Last Saturday I went to a seminar taught by Stacy Whitman. The focus was on the opening lines/first chapter of middle grand and YA fantasy/science fiction. What you need to do to hook to the reader/agent/editor. I enjoyed it, and Stacy said she wants to keep holding classes/seminars like this, and I hope she does. I would have enjoyed this one more if I hadn't been up until 3:00 the night before working on the opening lines of the first chapter of my book. Last week was a pretty crazy week around here, but even so, I shouldn't have put off trying to 'fix' things until the last minute. When I had my husband read it, he pointed out all the things that I did with the new opening, which were things I had specifically wanted to do by writing a new opening, so I was rather proud of myself. When I read those same lines at the seminar, it was pointed out to me by nearly everyone the things that I had not done (it was just talking heads and there was no sense of setting or character).
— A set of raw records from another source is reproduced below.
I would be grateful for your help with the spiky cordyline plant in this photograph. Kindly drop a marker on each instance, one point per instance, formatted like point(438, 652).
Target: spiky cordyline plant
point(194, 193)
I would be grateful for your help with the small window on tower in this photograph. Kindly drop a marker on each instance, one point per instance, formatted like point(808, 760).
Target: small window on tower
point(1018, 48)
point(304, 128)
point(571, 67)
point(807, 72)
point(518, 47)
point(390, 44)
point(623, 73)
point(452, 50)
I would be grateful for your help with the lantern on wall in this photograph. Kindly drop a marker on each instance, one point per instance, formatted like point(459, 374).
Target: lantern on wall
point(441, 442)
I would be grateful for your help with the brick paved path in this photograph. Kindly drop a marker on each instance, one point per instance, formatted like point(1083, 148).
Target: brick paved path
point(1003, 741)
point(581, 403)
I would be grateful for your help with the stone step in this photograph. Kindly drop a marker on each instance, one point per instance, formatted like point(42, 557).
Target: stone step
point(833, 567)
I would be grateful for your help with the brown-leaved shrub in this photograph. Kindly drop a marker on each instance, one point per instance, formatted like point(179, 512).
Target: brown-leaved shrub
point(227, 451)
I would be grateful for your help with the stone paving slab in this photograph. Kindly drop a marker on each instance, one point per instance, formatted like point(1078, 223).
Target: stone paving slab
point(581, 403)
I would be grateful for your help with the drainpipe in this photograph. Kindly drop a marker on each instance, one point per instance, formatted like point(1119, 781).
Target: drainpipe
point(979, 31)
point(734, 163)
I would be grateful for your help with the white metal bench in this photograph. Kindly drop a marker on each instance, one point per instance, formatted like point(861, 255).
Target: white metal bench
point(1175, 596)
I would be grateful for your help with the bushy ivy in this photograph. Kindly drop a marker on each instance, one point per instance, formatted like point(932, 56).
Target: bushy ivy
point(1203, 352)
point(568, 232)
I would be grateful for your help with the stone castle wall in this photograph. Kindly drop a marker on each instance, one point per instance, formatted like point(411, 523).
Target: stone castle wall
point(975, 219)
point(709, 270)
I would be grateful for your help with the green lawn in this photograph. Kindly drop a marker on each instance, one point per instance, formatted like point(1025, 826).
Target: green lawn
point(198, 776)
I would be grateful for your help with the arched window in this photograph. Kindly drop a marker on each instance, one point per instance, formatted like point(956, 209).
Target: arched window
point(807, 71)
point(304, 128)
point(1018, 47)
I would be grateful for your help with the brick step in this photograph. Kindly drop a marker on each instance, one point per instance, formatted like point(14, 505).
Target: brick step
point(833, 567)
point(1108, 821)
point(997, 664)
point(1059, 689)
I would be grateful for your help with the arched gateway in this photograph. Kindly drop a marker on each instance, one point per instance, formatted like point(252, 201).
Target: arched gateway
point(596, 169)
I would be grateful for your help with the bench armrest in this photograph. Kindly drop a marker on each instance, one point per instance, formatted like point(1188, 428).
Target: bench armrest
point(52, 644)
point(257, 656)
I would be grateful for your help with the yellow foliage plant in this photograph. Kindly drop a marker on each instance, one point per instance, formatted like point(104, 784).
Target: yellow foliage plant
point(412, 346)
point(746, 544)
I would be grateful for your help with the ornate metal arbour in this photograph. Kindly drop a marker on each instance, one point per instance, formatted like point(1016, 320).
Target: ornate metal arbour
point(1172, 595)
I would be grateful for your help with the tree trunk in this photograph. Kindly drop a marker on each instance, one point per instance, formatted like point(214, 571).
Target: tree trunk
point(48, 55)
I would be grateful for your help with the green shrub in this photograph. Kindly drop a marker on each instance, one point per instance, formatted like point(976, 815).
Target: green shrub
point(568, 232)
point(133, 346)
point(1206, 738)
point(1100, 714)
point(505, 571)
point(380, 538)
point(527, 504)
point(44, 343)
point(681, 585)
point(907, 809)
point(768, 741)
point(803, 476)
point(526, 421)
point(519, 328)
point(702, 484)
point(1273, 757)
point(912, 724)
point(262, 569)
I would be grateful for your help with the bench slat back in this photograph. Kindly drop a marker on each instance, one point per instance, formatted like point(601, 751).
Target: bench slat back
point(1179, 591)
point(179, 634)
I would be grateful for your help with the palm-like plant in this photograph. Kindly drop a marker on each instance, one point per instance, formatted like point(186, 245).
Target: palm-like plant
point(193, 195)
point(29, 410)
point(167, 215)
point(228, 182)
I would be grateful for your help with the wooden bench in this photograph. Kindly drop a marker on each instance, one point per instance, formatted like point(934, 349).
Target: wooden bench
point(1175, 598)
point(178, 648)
I sighed and felt the briefest moment of 'why the crap am I doing this?!?', but that quickly disappeared, because they were exactly right. I am not (necessarily) a crappy writer. All of the things they mentioned were things that were bothering me in the back of my mind but I couldn't figure out how to work them out, so I went with the things I was actually trying to accomplish, and left the rest to be dealt with later. I know that's bad form, that I should only bring the best I can do to be worked on, but like I said, last week was a messed up week around here on a lot of levels, and what I did was the best I could do at the time. I am so glad the week is over and I look forward to polishing out the rough stuff this week. So here are the two different first lines:

A pale blue dragon glided gracefully to land in the clearing.

"Today the elf will surrender to me," Dawson said, stabbing the air with his empty fist.

Honestly, the second one has a little more oomph than the first one, don't you think? I'm not talking Newbery Award, but it's better than the first. Thank heaven for seminars that make you prepare things ahead of time, and then make you think even more afterward.

Which reminds me. My wonderful husband (with some unintended help from some wonderful friends) enrolled me in BYU's Writing and Illustrating for Young Readers Workshop this June. I've been wanting to go to this for years, ever since I first heard about it, but we've never had the money. After a generous, but unacceptable, offer from friends, we decided we had the money this year. If others are willing to sacrifice for me, I'd better step up and start pulling my own weight. So I'm going, and I'm excited, and more than a little nervous, and I've got a lot of polishing to do between now and June.

1 comment:

  1. That opening is better than what I read before. It pulls you in and gets the story started. Good job!